If we felt relief at Mathilda's diagnosis, it was coupled with the kind of burden that hangs round like your neck like a garland of stones. That this condition would shape her character, determine her academic outcomes, opportunities and adult life. It would be so defining that she wouldn't remember life without it or envision a worthwhile life with it.

And that's true. She doesn't remember life pre-Narcolepsy. She doesn't know what it is to sleep unaided at night or ever feel refreshed, energized.

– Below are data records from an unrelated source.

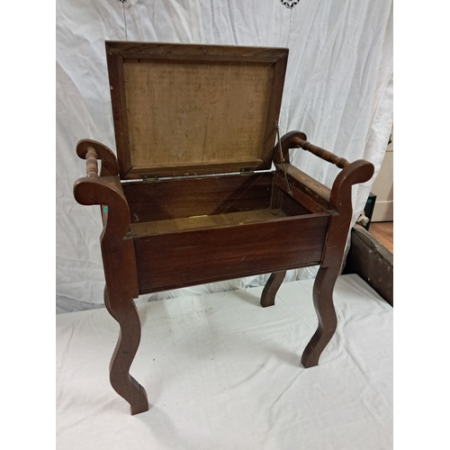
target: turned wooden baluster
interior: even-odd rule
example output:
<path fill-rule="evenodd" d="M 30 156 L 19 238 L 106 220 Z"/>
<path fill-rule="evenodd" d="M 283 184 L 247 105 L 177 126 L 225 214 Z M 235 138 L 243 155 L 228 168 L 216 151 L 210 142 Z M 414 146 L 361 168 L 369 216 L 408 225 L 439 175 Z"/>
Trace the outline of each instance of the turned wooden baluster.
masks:
<path fill-rule="evenodd" d="M 113 153 L 99 142 L 85 140 L 76 153 L 86 159 L 86 176 L 75 182 L 74 196 L 80 204 L 102 205 L 104 230 L 100 238 L 104 261 L 104 304 L 119 322 L 121 332 L 110 364 L 114 391 L 130 405 L 131 414 L 147 411 L 144 388 L 130 374 L 130 367 L 140 341 L 140 321 L 133 299 L 139 295 L 134 247 L 130 230 L 130 211 L 123 194 L 97 174 L 102 159 L 102 176 L 117 176 Z"/>

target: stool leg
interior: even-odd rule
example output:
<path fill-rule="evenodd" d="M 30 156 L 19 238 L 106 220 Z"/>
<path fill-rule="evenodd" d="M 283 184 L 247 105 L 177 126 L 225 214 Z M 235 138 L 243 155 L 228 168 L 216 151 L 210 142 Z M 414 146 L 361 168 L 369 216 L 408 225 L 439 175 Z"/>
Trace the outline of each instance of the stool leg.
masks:
<path fill-rule="evenodd" d="M 302 364 L 306 368 L 319 364 L 323 349 L 336 331 L 338 320 L 333 305 L 333 289 L 338 272 L 338 269 L 320 267 L 317 274 L 312 298 L 319 326 L 302 356 Z"/>
<path fill-rule="evenodd" d="M 131 415 L 148 410 L 145 389 L 130 374 L 130 367 L 140 342 L 140 320 L 132 300 L 112 305 L 104 289 L 104 304 L 119 322 L 121 333 L 110 363 L 110 382 L 113 390 L 130 406 Z"/>
<path fill-rule="evenodd" d="M 267 306 L 274 306 L 275 304 L 275 295 L 285 274 L 286 271 L 274 272 L 270 275 L 261 294 L 261 306 L 266 308 Z"/>

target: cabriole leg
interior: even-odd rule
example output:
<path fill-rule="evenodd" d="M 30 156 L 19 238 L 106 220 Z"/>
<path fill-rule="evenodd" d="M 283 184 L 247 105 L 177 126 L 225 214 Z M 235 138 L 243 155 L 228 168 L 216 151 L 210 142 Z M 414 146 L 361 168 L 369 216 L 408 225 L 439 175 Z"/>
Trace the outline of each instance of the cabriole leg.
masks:
<path fill-rule="evenodd" d="M 145 389 L 130 374 L 140 342 L 140 320 L 132 300 L 117 302 L 113 306 L 104 289 L 104 304 L 119 322 L 121 332 L 110 364 L 110 381 L 114 391 L 130 406 L 131 414 L 148 410 Z"/>
<path fill-rule="evenodd" d="M 319 364 L 323 349 L 336 331 L 338 320 L 333 305 L 333 289 L 338 272 L 330 267 L 320 267 L 317 274 L 312 298 L 319 326 L 302 356 L 302 364 L 306 368 Z"/>

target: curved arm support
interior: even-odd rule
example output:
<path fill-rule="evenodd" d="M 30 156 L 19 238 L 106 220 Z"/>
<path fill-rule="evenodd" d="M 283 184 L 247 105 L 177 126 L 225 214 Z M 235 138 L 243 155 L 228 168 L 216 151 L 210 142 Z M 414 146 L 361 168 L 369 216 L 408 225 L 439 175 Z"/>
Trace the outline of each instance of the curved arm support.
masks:
<path fill-rule="evenodd" d="M 94 148 L 98 158 L 102 161 L 102 168 L 100 176 L 116 176 L 119 175 L 119 166 L 117 165 L 117 158 L 112 153 L 111 148 L 93 140 L 81 140 L 76 144 L 76 155 L 81 159 L 86 159 L 87 148 Z"/>
<path fill-rule="evenodd" d="M 100 244 L 108 291 L 118 298 L 138 297 L 134 246 L 128 234 L 130 209 L 123 194 L 104 180 L 85 177 L 75 182 L 74 196 L 80 204 L 104 205 Z"/>
<path fill-rule="evenodd" d="M 336 177 L 331 188 L 329 202 L 338 214 L 329 218 L 327 242 L 322 255 L 322 267 L 338 264 L 340 270 L 353 214 L 352 186 L 369 181 L 374 171 L 374 167 L 372 163 L 358 159 L 349 164 Z M 330 240 L 332 240 L 332 245 Z"/>
<path fill-rule="evenodd" d="M 336 212 L 329 217 L 322 261 L 312 293 L 319 324 L 303 351 L 302 363 L 304 367 L 319 364 L 322 351 L 336 331 L 338 320 L 333 306 L 333 290 L 341 271 L 353 214 L 352 186 L 370 180 L 373 175 L 374 166 L 360 159 L 344 168 L 333 184 L 330 204 Z"/>

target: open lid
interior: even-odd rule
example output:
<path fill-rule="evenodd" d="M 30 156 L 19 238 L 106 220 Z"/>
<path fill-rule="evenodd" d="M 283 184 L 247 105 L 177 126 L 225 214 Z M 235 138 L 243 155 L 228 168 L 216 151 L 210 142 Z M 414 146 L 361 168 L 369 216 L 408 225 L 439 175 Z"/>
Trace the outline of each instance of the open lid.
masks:
<path fill-rule="evenodd" d="M 267 169 L 288 49 L 107 41 L 122 179 Z"/>

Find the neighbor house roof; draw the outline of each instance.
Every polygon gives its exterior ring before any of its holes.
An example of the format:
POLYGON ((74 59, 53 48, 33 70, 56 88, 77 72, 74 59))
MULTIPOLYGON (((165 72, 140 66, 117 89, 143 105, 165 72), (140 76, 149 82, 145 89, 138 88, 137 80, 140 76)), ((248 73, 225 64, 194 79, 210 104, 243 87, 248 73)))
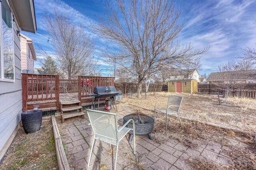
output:
POLYGON ((31 51, 32 56, 33 56, 33 59, 34 59, 34 60, 36 61, 36 51, 35 51, 35 48, 34 48, 33 40, 22 34, 20 34, 20 36, 25 39, 27 41, 27 43, 28 45, 28 47, 29 47, 29 49, 30 49, 30 51, 31 51))
POLYGON ((234 80, 256 80, 256 70, 212 72, 207 80, 223 81, 228 79, 234 80))
POLYGON ((34 0, 9 0, 15 21, 23 31, 35 33, 36 21, 34 0))
POLYGON ((192 69, 191 69, 190 70, 175 70, 173 72, 172 72, 170 75, 171 76, 180 76, 182 75, 186 75, 188 72, 189 74, 192 74, 196 70, 197 72, 197 73, 199 74, 198 71, 197 70, 197 69, 194 68, 192 69))
POLYGON ((200 77, 199 78, 199 80, 200 80, 200 82, 202 82, 202 81, 204 81, 204 80, 206 80, 206 79, 205 78, 204 78, 203 77, 200 77))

What little literature there is on Narcolepsy in children points to how important it is to secure an early diagnosis and then to get treatment underway. In a sense a diagnosis that stands alone is academic--almost meaningless to the child. Because without medication there is no way we could attempt a near normal life.

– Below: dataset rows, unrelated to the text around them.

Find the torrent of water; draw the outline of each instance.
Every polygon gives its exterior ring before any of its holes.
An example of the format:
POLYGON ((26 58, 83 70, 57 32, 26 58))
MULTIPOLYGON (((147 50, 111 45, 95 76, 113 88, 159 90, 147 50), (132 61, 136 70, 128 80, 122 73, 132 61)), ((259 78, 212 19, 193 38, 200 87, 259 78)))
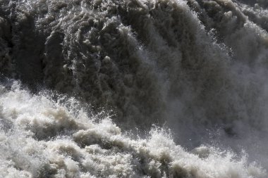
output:
POLYGON ((267 1, 0 4, 0 177, 267 177, 267 1))

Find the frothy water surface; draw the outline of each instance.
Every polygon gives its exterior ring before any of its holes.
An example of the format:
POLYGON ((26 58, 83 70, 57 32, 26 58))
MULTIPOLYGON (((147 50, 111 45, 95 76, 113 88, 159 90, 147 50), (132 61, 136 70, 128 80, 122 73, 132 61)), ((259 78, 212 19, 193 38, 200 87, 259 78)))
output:
POLYGON ((0 177, 267 177, 266 1, 0 4, 0 177))

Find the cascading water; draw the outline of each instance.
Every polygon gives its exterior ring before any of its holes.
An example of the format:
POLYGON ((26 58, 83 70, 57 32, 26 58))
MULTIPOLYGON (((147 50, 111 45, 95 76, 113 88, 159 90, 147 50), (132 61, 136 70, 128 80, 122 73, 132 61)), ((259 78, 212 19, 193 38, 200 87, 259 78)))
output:
POLYGON ((0 177, 267 177, 267 1, 0 4, 0 177))

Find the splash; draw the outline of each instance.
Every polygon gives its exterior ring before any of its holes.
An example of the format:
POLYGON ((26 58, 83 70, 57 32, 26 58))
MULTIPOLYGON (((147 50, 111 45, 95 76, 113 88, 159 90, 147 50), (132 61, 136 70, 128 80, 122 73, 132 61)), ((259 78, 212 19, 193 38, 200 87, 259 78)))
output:
POLYGON ((266 1, 0 3, 4 177, 267 174, 266 1))
MULTIPOLYGON (((131 139, 108 116, 89 115, 77 101, 60 104, 14 82, 1 86, 1 174, 4 177, 264 177, 266 172, 212 146, 192 153, 155 127, 131 139), (71 104, 73 103, 73 104, 71 104), (73 110, 73 108, 75 108, 73 110)), ((62 100, 59 98, 59 101, 62 100)))

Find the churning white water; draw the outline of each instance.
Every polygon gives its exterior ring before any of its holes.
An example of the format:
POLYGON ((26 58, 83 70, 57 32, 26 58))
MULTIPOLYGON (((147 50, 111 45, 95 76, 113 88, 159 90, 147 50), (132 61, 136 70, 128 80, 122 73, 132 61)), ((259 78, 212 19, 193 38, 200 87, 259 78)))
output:
POLYGON ((267 1, 0 4, 0 177, 268 177, 267 1))

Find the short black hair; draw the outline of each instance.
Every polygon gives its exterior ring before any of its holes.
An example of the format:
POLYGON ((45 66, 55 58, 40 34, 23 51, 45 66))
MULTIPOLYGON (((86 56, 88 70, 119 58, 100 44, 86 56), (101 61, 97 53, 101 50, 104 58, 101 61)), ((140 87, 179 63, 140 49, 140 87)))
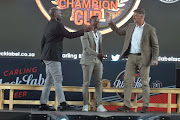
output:
POLYGON ((143 17, 145 17, 145 10, 144 9, 142 9, 142 8, 138 8, 138 9, 136 9, 136 10, 134 10, 134 12, 137 12, 137 13, 139 13, 140 15, 142 15, 143 17))

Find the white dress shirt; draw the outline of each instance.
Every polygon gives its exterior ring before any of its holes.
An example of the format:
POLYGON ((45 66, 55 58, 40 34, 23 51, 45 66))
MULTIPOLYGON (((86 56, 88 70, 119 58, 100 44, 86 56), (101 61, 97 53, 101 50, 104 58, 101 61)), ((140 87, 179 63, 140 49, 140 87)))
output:
POLYGON ((141 53, 141 38, 142 38, 142 34, 143 34, 143 28, 144 28, 145 22, 144 24, 139 27, 136 24, 136 27, 134 28, 134 32, 132 34, 132 38, 131 38, 131 49, 130 49, 130 53, 141 53))

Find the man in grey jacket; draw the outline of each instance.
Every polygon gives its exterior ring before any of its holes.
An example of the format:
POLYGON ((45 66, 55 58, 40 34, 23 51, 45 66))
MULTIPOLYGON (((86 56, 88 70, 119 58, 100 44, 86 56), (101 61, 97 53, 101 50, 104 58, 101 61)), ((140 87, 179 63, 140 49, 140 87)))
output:
POLYGON ((121 58, 128 57, 124 77, 124 106, 119 111, 129 111, 131 102, 131 84, 137 70, 140 72, 143 89, 143 108, 145 113, 149 107, 149 71, 151 65, 158 65, 159 45, 156 30, 144 21, 145 10, 134 10, 134 23, 124 28, 117 28, 111 15, 106 13, 109 26, 116 34, 125 36, 121 58))
POLYGON ((89 94, 88 87, 90 84, 91 76, 93 74, 96 96, 97 96, 97 111, 105 112, 106 109, 102 106, 102 88, 101 80, 103 74, 102 59, 104 57, 102 53, 102 35, 97 30, 99 25, 98 16, 92 16, 90 18, 90 26, 92 31, 85 32, 84 36, 81 37, 81 43, 83 53, 80 64, 83 70, 83 100, 84 106, 82 111, 88 111, 89 105, 89 94))

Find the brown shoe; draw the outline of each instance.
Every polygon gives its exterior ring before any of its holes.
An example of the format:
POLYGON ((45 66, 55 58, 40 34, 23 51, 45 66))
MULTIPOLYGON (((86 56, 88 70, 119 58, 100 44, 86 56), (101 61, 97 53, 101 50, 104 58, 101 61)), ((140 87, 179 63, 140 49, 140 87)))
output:
POLYGON ((123 105, 122 108, 117 108, 117 110, 122 111, 122 112, 129 112, 129 111, 130 111, 130 108, 127 107, 127 106, 125 106, 125 105, 123 105))
POLYGON ((141 109, 141 113, 146 113, 147 109, 148 109, 148 107, 143 106, 142 109, 141 109))

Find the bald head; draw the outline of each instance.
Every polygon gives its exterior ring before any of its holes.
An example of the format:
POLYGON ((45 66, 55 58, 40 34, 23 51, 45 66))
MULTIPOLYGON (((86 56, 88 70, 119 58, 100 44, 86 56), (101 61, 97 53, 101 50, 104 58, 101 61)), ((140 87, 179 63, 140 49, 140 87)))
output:
POLYGON ((52 7, 49 10, 49 15, 52 19, 61 20, 61 10, 57 7, 52 7))

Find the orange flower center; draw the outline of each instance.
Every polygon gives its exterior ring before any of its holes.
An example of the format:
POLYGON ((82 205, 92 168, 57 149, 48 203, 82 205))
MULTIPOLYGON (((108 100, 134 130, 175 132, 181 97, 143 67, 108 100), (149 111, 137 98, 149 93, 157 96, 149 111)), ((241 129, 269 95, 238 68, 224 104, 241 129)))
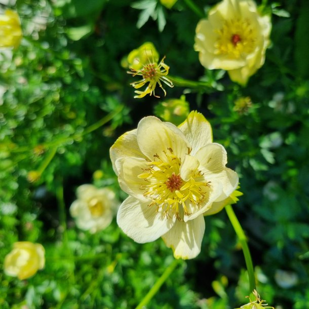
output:
POLYGON ((182 180, 179 175, 176 175, 175 173, 172 174, 166 182, 165 182, 167 188, 171 192, 175 192, 176 190, 179 190, 182 184, 182 180))
POLYGON ((241 41, 242 41, 242 39, 241 38, 239 34, 233 34, 233 36, 231 39, 231 43, 234 44, 234 46, 236 46, 236 45, 237 45, 237 43, 240 42, 241 41))

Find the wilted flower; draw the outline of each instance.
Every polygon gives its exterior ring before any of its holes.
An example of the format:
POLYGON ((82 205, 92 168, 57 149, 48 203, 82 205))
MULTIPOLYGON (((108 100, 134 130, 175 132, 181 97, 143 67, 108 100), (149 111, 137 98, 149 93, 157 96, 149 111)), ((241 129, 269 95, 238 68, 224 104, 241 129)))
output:
POLYGON ((223 0, 196 28, 195 49, 202 65, 228 71, 232 81, 245 85, 264 64, 272 24, 252 0, 223 0))
POLYGON ((177 2, 177 0, 160 0, 161 4, 168 9, 171 9, 177 2))
POLYGON ((119 205, 113 191, 83 184, 77 188, 76 196, 78 199, 72 203, 70 213, 79 228, 94 234, 111 223, 119 205))
POLYGON ((142 69, 135 70, 131 68, 131 71, 128 71, 128 73, 132 74, 133 76, 140 75, 143 78, 140 81, 131 84, 136 89, 140 88, 145 84, 149 83, 147 88, 143 91, 135 90, 135 92, 138 95, 135 96, 134 98, 143 98, 147 94, 149 95, 153 94, 154 96, 160 98, 159 96, 156 96, 154 93, 157 83, 159 84, 160 88, 163 90, 164 95, 166 95, 166 91, 163 88, 161 81, 170 87, 174 87, 172 81, 167 77, 170 67, 164 63, 165 58, 165 57, 163 57, 159 64, 154 61, 153 59, 152 59, 152 61, 149 60, 147 64, 143 65, 142 69))
POLYGON ((185 120, 189 112, 189 103, 184 95, 180 99, 170 99, 160 102, 154 107, 154 114, 157 116, 176 126, 185 120))
POLYGON ((151 42, 145 42, 129 54, 125 67, 138 71, 149 62, 149 59, 152 59, 154 62, 158 62, 159 58, 159 53, 153 44, 151 42))
POLYGON ((0 47, 16 48, 20 43, 22 32, 18 14, 6 10, 0 15, 0 47))
POLYGON ((265 302, 265 300, 260 299, 260 295, 256 290, 253 290, 252 294, 255 297, 255 300, 252 301, 249 296, 246 296, 249 298, 250 302, 242 306, 240 308, 237 308, 236 309, 266 309, 266 308, 275 309, 274 307, 268 306, 267 303, 263 303, 265 302))
POLYGON ((176 258, 195 257, 204 215, 238 184, 204 116, 192 111, 178 127, 145 117, 118 138, 110 153, 120 186, 130 196, 117 215, 124 233, 138 243, 162 237, 176 258))
POLYGON ((45 250, 41 244, 17 242, 4 260, 5 273, 20 280, 26 279, 44 268, 45 250))

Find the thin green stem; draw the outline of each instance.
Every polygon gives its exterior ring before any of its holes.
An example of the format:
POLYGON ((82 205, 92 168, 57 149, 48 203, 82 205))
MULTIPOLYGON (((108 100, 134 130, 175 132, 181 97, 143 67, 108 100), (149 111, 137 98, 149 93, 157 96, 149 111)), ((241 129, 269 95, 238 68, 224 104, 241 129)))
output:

For CWN don't have years to lose while they wait for the rest of us to figure it all out. They don't have time to fall behind at school and spend each night navigating the terrifying aisles of loneliness with only the ghoulish characters of their hallucinations as company.

They are children. And they deserve a childhood.

With grateful thanks to Dr. Siddarth Shah for recognizing Cataplexy in a three year old and to Peter Todd who is finding a way for British CWN to have access to Xyrem through the Department of Health. Xyrem isn't for every CWN but Peter rightly feels every family should have the chance to try it.